Hemlock laid off roughly 500 workers in Michigan and Tennessee, including 100 who will leave the payroll this quarter. REC Silicon dropped 450 workers in Washington state, cut production capacity in half and mothballed a new $150 million facility.

“We’re probably the victim that’s been hit the hardest in this trade war,” said Francine Sullivan, vice president for business development at REC Silicon.

If the Chinese tariffs remain in place, further layoffs are likely, industry officials have warned.

Wacker Polysilicon North America produces polysilicon at a $2.5 billion polysilicon plant in Charleston, Tenn., that was designed as an answer to China’s surging needs, a company executive told a U.S. Trade Representative Office hearing last month. The “health” of the facility and prospects for future expansion depend upon lifting the Chinese tariffs, said Mary Beth Hudson, the Charleston site manager.

Polysilicon factories are mammoth, multibillion-dollar facilities that in scale and appearance resemble oil refineries. Inside, workers use a chemical process to convert silane gas or quartz into polysilicon. Industry jobs pay well, with total compensation often exceeding $100,000, executives say.

The dispute that reached Trump’s desk saw panel makers Suniva and SolarWorld, two bankrupt foreign-owned manufacturers, face off against a growing U.S. workforce of solar installers, engineers, project managers and sales executives.

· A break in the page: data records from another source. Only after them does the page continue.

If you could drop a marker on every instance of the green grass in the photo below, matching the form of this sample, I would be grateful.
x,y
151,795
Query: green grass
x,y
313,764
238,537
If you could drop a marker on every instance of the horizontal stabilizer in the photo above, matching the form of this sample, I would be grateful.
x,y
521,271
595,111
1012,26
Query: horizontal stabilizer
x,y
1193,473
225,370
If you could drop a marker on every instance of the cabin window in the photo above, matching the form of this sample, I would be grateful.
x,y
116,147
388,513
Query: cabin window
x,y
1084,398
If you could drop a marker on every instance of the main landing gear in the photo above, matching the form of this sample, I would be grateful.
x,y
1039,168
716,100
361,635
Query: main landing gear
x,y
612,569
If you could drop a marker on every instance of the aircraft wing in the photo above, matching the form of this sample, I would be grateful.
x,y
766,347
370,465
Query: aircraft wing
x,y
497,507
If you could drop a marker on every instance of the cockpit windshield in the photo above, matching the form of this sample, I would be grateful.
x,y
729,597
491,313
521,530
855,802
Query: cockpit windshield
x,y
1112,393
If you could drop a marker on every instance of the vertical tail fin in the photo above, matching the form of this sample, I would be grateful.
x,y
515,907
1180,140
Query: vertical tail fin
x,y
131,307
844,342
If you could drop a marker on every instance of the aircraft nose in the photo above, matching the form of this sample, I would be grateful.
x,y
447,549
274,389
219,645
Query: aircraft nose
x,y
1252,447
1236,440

The International Trade Commission concluded that rising imports are hurting the domestic industry and recommended to the president potential remedies including quotas and tariffs of up to 35 percent. Tariff opponents say that more than one-third of industry’s 260,000 jobs are at risk of disappearing following the president’s action to discourage imports.

Suniva petitioned the government for protection in April, taking advantage of a clause in U.S. trade law that allows the president to impose sweeping global tariffs without any evidence that foreign trading partners acted unfairly. SolarWorld joined the fight for such “safeguard” measures one month later.

“More than 30 U.S. companies have been forced out of business. A strong remedy will revive and strengthen U.S. manufacturing,” Timothy Brightbill, an attorney who represents SolarWorld, said before the decision.

When the United States has imposed such safeguard measures in the past, its trading partners have inevitably complained to the World Trade Organization. And the multilateral trading body’s dispute settlement board has repeatedly found the specific U.S. actions in violation of Washington’s international commitments.

No U.S. industry has sought safeguard protection since 2001, when the steel industry appealed for help to the Bush White House. President George W. Bush imposed tariffs of up to 30 percent, drawing applause from domestic manufacturers but leading to steep job losses at companies that used steel.

Estimates of the jobs lost ranged from 26,000 to 200,000, dwarfing the steel jobs temporarily saved. Bush lifted the tariffs in 2003 after the WTO authorized the European Union to retaliate for the improper duties with more than $2 billion in levies on U.S. imports.